Opinion
No. 10153.
May 29, 1942.
Appeal from the District Court of the United States for the Northern District of Texas; T. Whitfield Davidson, Judge.
William Roy Miller was convicted for forgery and passing forged instruments, and he filed petition for correction of sentence. From an order denying the petition, William Roy Miller appeals.
Reversed and remanded with directions.
William Roy Miller, of Leavenworth, Kansas, in pro. per.
Clyde O. Eastus, U.S. Atty., of Fort Worth, Tex., and Joe H. Jones, Asst. U.S. Atty., of Dallas, Tex., for appellee.
Before FOSTER, SIBLEY, and HOLMES, Circuit Judges.
According to his petition, William Roy Miller was convicted on six counts for forgery and passing forged instruments, and during the same term of court was sentenced three times. On January 14, 1939, he was sentenced to serve in the penitentiary two terms of five years each on counts 1 and 2, not to run concurrently, and a term of five years on the remaining counts to run concurrently with the sentences on counts 1 and 2. On January 20th the sentence was reconsidered and "changed" to four years on each count, not to run concurrently. On January 28th Miller was brought into court on his petition for habeas corpus filed on grounds not stated, he not yet having been taken to the penitentiary. On January 30th, Miller being present and represented by counsel, a sentence was pronounced which recited that Miller had applied to have the sentence of January 14th reduced, and "had agreed to accept a sentence of three years and six months on the first count and five years on the second count, not to run concurrently, and five years on the remaining counts to run concurrently with the sentences on counts One and Two; and thereupon he was sentenced accordingly." The present application, made by Miller from the penitentiary, asks the court to hold the sentence of January 30th void, and that of January 20th valid, but the part of it which makes the six sentences of four years to run concurrently to be invalid, and to enter an order vacating the sentence of January 30th, and striking out the invalid portion of the sentence of January 20th. The court dismissed this application for want of jurisdiction, the term of sentence having passed.
In Buie v. United States, 5 Cir., 127 F.2d 367, we upheld the power of a criminal court, after the term of court had expired and after the sentence had gone into effect, to correct its record to show truly what sentence was really pronounced. This of course involves no change in the sentence, but only in the recorded evidence of it. In Meyers v. U.S., 5 Cir., 116 F.2d 601, 602, we held the court to have jurisdiction after the term of sentence and after the sentence was in course of execution to enquire on the prisoner's petition whether the sentence was in excess of law, and if so to expunge it from the record and pronounce a legal sentence. The practice is also sanctioned in Holiday v. Johnston, 313 U.S. 342, 550, 61 S.Ct. 1015, 85 L.Ed. 1392. So here, if the last sentence is void as contended, because that of January 20th has not been rescinded, and if the part of the sentence of January 20th which makes six four-year sentences to run consecutively is void because unlawfully increasing the punishment first imposed on January 14th, there is jurisdiction to enquire into these invalidities and to make the record consistent and clear as to what punishment is to be served. There must therefore be a technical reversal that the matter may be heard.

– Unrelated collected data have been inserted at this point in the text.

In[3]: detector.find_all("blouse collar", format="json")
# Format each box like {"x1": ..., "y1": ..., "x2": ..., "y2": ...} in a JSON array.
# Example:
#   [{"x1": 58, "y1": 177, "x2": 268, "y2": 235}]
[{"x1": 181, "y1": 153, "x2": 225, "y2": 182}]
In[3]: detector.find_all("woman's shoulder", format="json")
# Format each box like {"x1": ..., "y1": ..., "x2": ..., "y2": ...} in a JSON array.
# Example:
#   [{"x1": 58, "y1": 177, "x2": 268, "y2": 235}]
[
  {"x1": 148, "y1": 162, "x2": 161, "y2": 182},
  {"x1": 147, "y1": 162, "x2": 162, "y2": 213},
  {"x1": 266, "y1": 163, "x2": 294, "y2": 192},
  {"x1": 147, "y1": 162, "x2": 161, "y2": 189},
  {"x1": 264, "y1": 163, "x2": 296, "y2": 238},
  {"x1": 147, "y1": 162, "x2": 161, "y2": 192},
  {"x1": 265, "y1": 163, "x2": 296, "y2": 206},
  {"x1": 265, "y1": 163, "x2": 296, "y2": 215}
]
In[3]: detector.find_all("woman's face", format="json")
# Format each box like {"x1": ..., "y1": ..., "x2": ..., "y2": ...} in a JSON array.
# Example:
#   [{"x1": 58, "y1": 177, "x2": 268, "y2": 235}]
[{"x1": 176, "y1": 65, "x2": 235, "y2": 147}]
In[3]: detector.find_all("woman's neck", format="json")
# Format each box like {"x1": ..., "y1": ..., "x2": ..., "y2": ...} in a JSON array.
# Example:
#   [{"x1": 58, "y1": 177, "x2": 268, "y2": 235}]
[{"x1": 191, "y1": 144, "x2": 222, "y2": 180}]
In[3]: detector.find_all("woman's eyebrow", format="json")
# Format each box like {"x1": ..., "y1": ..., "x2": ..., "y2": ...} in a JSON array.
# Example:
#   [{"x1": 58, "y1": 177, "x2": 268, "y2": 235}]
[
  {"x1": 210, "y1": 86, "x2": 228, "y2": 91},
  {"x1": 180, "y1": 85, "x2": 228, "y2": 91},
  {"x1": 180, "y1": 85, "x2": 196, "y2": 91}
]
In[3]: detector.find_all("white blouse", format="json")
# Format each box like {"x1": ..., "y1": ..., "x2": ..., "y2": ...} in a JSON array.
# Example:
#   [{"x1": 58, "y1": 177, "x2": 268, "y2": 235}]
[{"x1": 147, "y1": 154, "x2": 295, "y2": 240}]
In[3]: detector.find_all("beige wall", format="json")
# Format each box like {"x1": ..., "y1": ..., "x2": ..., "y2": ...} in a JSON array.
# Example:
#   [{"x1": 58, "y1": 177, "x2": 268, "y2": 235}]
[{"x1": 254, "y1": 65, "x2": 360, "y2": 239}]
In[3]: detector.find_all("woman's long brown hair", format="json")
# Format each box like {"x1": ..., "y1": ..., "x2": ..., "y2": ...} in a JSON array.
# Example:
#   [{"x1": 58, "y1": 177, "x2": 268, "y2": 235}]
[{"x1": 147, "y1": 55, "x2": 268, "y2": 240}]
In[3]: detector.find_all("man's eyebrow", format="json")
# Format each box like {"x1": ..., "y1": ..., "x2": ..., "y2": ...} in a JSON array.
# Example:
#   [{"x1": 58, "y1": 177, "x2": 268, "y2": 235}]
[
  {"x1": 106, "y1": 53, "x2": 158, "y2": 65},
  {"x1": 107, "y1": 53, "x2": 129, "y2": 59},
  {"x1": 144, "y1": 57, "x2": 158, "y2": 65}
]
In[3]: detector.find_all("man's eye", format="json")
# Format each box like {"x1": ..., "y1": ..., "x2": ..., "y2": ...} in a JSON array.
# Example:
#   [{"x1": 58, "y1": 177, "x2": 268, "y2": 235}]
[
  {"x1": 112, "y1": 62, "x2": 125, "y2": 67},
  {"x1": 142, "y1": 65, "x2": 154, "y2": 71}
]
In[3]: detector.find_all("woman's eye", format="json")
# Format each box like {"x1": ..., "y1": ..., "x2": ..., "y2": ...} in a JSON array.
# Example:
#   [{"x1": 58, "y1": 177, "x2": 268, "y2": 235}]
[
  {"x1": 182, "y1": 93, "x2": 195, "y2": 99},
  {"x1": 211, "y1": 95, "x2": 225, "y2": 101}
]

On the hearing, if it be true that the first sentence, which in its effect required a total imprisonment of ten years, was changed a week later without the prisoner's consent by the second sentence so as to require service for twenty-four years, the change would appear to be illegal. We surmise that was the ground of the petition for habeas corpus, and that it was considered probably a good ground, for there resulted a second change in the original sentence so as to require total service of eight and a half years only, which was a reduction as compared with both the other sentences; and it is recited this was consented to. Of course the sentence of January 20th ought to have been expressly set aside, and if we have the facts right, it ought to be now expunged from the record. It seems that this was what was really meant to be done though the last sentence says nothing about this one. The first sentence does not have to be expressly set aside, because it is referred to and by clear implication superseded by the third sentence.
A point is also argued that the third sentence concludes with these words: "Said sentences to begin and date from January 14, 1939," and that this makes all the terms concurrent, so that only five years in all is to be served; or at least there is an uncertainty or ambiguity that must be resolved in favor of liberty. We think the reasonable construction is that the sentences on counts 1 and 2 are consecutive as is expressly stated; and the sentences which are to begin and date from January 14th, which was the date of the original sentence, are the sentence on the first count and that on the third, fourth, fifth and sixth counts. This construction gives effect to all the provisions and nullifies none. The judgment of dismissal is reversed and the cause remanded for further proceedings.